Marcus Nispel Does Not Understand the Riddle of Steel
Marcus Nispel’s Conan film, due out next year, frankly terrifies me. I have absolutely zero faith in it. Of course, for nerds like me, Conan is a favorite character of mine — I’ve read several of the original Robert E. Howard stories, as well as a few of the more contemporary ones (particularly those written by Robert Jordan and L. Sprague de Camp). The original, John Milius-directed Schwarzenegger film is, while a woefully inaccurate portrayal, still an enjoyable, if somewhat insane, sword-and-sandals romp (though we don’t have to mention the sequel).

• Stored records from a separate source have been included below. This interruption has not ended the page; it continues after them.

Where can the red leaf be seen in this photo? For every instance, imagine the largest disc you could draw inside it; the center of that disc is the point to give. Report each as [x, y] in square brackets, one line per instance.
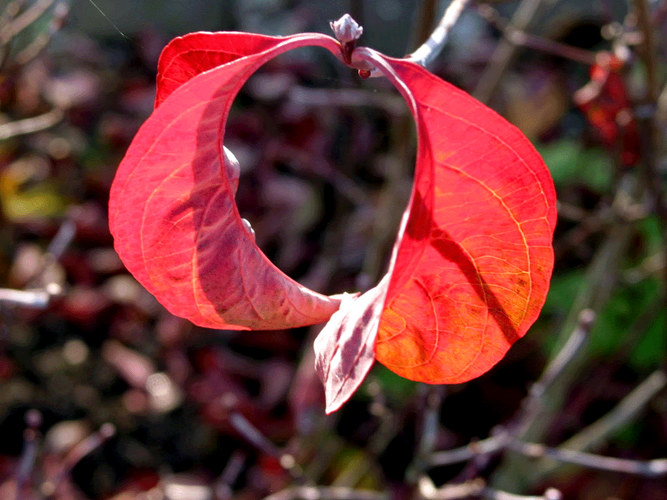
[344, 349]
[473, 259]
[172, 210]
[471, 264]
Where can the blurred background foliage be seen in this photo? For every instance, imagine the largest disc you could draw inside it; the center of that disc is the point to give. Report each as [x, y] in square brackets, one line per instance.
[103, 394]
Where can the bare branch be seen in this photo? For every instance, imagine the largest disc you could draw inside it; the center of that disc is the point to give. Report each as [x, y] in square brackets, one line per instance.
[326, 493]
[624, 412]
[24, 20]
[506, 50]
[31, 125]
[429, 50]
[34, 299]
[649, 468]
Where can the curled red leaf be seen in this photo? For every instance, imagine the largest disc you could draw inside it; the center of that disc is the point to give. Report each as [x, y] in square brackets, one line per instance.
[473, 258]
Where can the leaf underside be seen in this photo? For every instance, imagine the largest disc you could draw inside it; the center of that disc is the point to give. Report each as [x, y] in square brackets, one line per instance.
[471, 264]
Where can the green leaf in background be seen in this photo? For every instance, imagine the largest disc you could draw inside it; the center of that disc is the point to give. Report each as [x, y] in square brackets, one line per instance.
[571, 163]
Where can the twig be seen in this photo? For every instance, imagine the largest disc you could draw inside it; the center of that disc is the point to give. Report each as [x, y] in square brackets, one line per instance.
[28, 456]
[24, 20]
[523, 39]
[39, 297]
[625, 411]
[429, 50]
[429, 432]
[486, 446]
[650, 135]
[35, 47]
[326, 493]
[33, 299]
[31, 125]
[254, 436]
[83, 448]
[563, 358]
[476, 488]
[648, 468]
[506, 50]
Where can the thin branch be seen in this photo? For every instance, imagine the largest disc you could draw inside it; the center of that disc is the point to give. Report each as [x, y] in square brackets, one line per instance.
[648, 468]
[506, 50]
[31, 125]
[486, 446]
[78, 452]
[24, 20]
[31, 438]
[33, 299]
[531, 406]
[523, 39]
[623, 413]
[326, 493]
[476, 488]
[429, 50]
[255, 437]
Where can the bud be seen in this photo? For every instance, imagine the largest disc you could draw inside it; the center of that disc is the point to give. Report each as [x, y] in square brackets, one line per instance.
[346, 29]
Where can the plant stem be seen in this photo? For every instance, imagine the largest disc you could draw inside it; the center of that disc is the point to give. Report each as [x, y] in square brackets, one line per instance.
[506, 50]
[429, 50]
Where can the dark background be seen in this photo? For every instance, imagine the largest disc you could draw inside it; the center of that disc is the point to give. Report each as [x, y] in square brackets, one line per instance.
[326, 169]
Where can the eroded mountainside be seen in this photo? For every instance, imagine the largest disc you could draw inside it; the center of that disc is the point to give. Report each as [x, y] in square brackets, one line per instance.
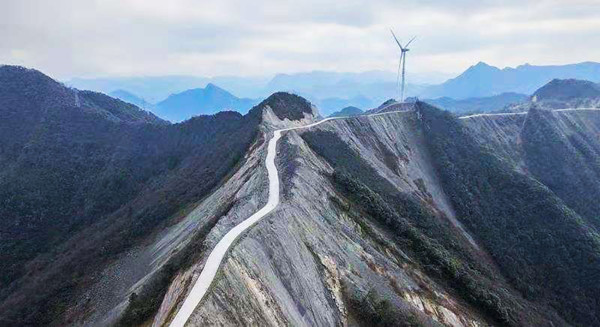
[405, 219]
[410, 217]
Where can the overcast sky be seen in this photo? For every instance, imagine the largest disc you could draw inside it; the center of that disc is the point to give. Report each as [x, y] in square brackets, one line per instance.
[69, 38]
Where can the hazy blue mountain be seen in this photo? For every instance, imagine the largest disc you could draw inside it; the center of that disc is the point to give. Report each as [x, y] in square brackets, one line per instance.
[195, 102]
[483, 80]
[348, 111]
[151, 88]
[332, 91]
[131, 98]
[482, 104]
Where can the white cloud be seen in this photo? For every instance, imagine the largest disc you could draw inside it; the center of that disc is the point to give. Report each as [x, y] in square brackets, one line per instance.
[69, 38]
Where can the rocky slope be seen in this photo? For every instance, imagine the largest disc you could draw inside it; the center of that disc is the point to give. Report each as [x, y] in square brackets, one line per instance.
[409, 217]
[561, 149]
[375, 239]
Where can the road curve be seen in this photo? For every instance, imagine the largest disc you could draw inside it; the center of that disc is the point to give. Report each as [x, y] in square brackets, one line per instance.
[217, 255]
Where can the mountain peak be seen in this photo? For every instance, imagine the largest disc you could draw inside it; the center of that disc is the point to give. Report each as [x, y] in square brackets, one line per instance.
[287, 106]
[212, 87]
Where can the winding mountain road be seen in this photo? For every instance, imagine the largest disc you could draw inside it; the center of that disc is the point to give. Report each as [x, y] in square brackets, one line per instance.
[215, 258]
[217, 255]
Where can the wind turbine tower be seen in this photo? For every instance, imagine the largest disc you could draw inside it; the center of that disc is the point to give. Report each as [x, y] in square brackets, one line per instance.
[402, 63]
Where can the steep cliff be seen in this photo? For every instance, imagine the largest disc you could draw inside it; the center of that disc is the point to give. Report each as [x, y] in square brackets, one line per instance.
[373, 229]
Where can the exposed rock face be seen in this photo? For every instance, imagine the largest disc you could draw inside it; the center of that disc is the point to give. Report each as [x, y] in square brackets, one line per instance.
[401, 218]
[297, 266]
[559, 148]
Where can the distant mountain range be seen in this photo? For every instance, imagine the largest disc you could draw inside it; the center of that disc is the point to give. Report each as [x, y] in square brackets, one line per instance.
[483, 80]
[480, 88]
[483, 104]
[567, 89]
[201, 101]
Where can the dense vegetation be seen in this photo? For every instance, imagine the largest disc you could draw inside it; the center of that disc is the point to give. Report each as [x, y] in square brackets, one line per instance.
[85, 177]
[418, 231]
[569, 164]
[545, 249]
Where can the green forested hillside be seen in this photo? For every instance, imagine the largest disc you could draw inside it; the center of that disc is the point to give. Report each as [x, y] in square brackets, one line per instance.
[548, 252]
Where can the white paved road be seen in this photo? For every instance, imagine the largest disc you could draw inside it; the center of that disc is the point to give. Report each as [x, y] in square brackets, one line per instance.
[217, 255]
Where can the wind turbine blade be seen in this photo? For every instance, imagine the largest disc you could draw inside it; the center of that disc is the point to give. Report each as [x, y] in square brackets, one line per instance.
[399, 67]
[395, 38]
[407, 44]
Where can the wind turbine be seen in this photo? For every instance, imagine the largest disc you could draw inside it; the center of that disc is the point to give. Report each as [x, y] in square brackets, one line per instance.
[402, 63]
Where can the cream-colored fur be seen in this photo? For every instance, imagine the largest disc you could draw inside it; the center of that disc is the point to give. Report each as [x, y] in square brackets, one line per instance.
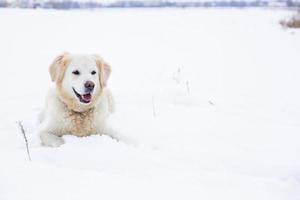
[64, 114]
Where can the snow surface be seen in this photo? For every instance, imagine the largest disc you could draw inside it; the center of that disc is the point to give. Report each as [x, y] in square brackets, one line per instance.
[207, 101]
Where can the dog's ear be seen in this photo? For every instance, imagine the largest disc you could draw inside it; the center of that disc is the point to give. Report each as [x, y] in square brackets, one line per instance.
[105, 70]
[58, 66]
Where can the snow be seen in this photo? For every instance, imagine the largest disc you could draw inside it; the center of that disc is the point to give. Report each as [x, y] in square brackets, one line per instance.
[207, 103]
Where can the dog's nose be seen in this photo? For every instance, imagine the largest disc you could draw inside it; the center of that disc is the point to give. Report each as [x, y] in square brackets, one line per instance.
[89, 85]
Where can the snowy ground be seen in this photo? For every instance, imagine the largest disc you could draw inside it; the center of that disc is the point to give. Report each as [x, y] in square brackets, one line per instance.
[208, 100]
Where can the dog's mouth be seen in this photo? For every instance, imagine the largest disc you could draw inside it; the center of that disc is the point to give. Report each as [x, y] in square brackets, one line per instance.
[85, 98]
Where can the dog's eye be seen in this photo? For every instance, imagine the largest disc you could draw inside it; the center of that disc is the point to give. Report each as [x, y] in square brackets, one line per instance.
[76, 72]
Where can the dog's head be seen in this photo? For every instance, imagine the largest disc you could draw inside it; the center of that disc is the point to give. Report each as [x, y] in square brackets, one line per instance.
[80, 79]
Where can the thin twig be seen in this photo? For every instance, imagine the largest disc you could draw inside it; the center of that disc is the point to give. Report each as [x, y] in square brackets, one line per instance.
[188, 87]
[153, 106]
[25, 138]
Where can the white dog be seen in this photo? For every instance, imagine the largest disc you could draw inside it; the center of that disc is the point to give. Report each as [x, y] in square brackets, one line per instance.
[80, 103]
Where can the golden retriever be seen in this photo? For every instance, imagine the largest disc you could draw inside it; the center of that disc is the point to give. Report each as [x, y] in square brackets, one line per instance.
[80, 102]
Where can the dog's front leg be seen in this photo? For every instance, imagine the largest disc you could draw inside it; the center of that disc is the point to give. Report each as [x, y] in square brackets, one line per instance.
[50, 140]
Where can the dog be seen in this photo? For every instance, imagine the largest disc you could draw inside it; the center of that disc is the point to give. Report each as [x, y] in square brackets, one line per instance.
[80, 102]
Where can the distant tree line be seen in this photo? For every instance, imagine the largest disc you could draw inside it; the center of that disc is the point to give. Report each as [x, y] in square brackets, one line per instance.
[70, 4]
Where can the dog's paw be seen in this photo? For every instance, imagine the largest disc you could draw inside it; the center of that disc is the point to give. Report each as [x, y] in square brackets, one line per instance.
[51, 140]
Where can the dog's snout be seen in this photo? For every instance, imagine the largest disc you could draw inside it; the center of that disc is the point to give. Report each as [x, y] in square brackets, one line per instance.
[89, 85]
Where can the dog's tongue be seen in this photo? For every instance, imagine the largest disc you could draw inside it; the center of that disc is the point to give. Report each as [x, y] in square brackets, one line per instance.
[87, 97]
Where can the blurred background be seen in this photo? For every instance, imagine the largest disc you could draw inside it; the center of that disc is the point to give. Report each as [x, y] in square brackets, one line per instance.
[206, 91]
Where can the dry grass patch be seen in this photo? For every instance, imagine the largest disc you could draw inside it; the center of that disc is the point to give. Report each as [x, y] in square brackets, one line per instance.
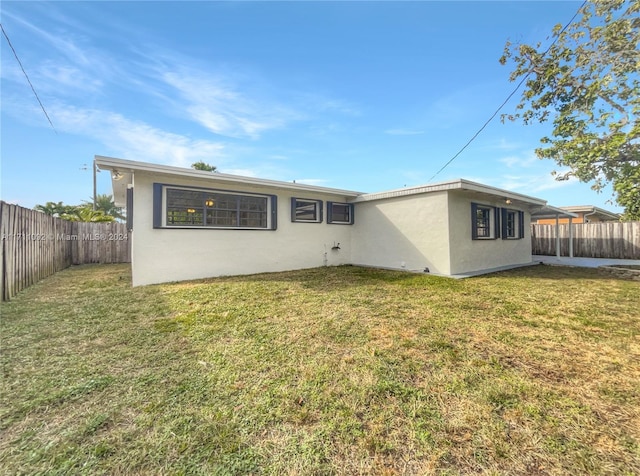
[326, 371]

All of the information that’s come out about Nispel’s version is pretty much lousy, however. A few months ago, I recapped what we know so far, and it’s worth revisiting:
- The director of Pathfinder and the remake of Friday the 13th.
- A lead actor (Jason Momoa) from “North Shore” and “Baywatch.”
- The screenwriters from A Sound of Thunder and Sahara.
- Script doctoring by the guy who wrote Halloween: Resurrection and The Crow: Wicked Prayer.
So basically, we’re fucked. Anyway, in case you give a crap, two new photos of Momoa as Conan have been released. First, we have an action shot, replete with rippling muscles and still drops of water. Also, he appears to be passing a Cimmerian kidney stone. Take a lookie:
Next, we have a production art shot.
Nice skirt, jackass.
So. Marcus Nispel appears determined to let me continue with my impression that this film will aggressively and repeatedly blow fetid goat balls. I’d love to be wrong, but the signs certainly don’t point that way.